D’où venons-nous ? Qui sommes-nous ? Où allons-nous ?
Aujourd’hui et demain, ce sont ces éternelles questions que le barreau belge se pose, à l’initiative de quelques jeunes avocats liégeois.
Le colloque Tomorrow's Lawyers est une de ces rares occasions qui nous permettent de confronter notre profession aux exigences de notre société. Il faut être aveugle pour ne pas se rendre compte que les modifications structurelles que les techniques d’information et de communication ou l’internationalisation de l’économie impriment à notre vie sociale ont un retentissement considérable sur les attentes des clients vis-à-vis de leurs avocats.
Pour illustrer ce propos abstrait par un exemple concret, je me contenterai de mentionner le code de droit économique que le Parlement est en train d’adopter, un peu au pas de charge et, d’ailleurs, trop souvent en négligeant les observations et les critiques, pourtant parfois fondamentales, que nous lui adressons. Nos pratiques vont devoir changer. Et ce que l’on attend de nous, par exemple en matière d’information des clients et de résolution des conflits que nous avons avec eux, modifiera nos habitudes bien plus encore que l’entrée en vigueur de la T.V.A.
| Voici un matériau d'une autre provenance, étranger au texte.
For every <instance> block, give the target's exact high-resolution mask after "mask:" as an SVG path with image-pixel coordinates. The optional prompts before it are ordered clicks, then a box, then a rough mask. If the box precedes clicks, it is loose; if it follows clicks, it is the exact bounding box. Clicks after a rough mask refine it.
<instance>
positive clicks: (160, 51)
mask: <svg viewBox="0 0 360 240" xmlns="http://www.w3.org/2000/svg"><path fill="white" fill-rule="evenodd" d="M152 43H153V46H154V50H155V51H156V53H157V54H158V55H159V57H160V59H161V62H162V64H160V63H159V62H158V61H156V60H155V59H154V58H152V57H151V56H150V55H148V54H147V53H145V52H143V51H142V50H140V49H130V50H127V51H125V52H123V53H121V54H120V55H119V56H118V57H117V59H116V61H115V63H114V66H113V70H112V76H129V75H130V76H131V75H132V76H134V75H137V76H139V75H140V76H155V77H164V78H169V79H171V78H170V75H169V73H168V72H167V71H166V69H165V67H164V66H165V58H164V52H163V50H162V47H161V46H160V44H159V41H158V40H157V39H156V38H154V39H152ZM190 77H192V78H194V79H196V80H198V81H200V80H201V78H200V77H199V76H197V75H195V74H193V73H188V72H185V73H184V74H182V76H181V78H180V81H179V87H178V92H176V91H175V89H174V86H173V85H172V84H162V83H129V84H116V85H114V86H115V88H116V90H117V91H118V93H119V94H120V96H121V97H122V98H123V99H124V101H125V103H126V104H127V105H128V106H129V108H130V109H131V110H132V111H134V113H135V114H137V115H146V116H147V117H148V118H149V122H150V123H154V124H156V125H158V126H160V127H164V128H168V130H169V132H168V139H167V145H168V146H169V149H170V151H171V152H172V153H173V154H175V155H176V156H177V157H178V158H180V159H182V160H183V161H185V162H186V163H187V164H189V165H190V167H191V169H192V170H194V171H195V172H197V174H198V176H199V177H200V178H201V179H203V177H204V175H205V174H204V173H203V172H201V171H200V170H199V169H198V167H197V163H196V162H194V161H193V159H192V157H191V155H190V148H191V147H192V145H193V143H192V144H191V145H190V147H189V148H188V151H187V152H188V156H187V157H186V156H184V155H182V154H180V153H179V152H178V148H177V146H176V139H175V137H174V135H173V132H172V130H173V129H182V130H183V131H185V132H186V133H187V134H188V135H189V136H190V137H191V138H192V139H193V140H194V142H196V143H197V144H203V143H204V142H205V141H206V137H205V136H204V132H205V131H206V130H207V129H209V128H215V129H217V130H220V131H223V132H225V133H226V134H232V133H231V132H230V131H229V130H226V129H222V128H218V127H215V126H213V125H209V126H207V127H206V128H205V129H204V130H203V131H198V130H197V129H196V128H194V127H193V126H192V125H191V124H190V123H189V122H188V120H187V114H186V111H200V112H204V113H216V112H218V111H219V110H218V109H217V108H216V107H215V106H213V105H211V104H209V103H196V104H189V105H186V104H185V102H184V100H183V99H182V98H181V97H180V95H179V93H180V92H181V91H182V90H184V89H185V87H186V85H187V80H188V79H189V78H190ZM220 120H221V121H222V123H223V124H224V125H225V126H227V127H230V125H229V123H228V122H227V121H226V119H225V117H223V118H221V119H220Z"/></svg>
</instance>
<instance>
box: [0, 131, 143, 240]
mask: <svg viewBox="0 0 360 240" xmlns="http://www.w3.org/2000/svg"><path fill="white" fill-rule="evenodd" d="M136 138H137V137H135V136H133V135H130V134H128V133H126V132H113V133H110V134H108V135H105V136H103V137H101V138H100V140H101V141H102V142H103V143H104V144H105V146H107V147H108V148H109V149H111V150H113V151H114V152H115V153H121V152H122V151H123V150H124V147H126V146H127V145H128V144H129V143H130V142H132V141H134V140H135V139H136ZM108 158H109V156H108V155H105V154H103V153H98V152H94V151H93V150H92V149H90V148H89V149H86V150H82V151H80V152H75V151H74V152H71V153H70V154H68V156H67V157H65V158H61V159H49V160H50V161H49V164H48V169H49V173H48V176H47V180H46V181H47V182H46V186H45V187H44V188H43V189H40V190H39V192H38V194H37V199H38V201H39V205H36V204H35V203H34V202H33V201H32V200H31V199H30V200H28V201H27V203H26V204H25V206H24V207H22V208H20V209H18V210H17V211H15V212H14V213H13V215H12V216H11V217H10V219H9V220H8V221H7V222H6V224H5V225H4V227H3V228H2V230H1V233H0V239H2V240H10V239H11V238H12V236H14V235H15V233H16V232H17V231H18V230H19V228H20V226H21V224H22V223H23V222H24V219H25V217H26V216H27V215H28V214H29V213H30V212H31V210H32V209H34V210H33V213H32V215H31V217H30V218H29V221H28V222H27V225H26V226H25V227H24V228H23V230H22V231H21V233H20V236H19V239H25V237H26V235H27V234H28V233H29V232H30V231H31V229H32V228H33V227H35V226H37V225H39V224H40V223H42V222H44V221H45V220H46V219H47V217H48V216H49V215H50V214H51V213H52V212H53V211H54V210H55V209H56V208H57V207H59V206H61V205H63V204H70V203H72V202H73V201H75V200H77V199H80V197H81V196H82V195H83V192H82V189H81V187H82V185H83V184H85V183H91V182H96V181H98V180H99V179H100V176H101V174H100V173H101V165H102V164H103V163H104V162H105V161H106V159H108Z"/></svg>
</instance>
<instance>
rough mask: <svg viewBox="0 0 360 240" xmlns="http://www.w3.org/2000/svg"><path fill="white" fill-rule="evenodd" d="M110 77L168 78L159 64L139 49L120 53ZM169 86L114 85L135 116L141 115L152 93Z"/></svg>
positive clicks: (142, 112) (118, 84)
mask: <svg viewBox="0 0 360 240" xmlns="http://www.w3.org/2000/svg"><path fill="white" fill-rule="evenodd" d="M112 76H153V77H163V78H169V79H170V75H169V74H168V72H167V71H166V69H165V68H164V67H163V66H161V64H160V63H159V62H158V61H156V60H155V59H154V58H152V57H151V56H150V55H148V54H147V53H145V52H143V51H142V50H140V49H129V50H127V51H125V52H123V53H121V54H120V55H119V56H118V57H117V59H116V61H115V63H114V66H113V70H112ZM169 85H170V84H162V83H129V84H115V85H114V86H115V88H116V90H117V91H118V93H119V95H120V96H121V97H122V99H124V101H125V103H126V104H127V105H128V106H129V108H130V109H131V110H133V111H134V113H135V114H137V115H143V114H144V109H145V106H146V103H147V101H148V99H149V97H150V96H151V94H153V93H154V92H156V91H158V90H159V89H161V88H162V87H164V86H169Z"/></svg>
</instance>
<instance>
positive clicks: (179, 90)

Nous devons être conscients qu’il y a deux demains devant nous.
Dans l’un, la profession d’avocat assume pleinement ses responsabilités et elle continue à jouer le rôle central qui est aujourd’hui le sien dans la préservation des valeurs essentielles de notre société.
Dans l’autre elle disparait, comme le prédit Richard Susskind, ou, en tout cas, se rétrécit comme une peau de chagrin et est reléguée à des tâches secondaires.
Ce sont ces questions qui seront sur la table au colloque de Liège.
Nous devons être conscients que, plus que jamais, aujourd’hui est le premier jour du reste de notre vie professionnelle.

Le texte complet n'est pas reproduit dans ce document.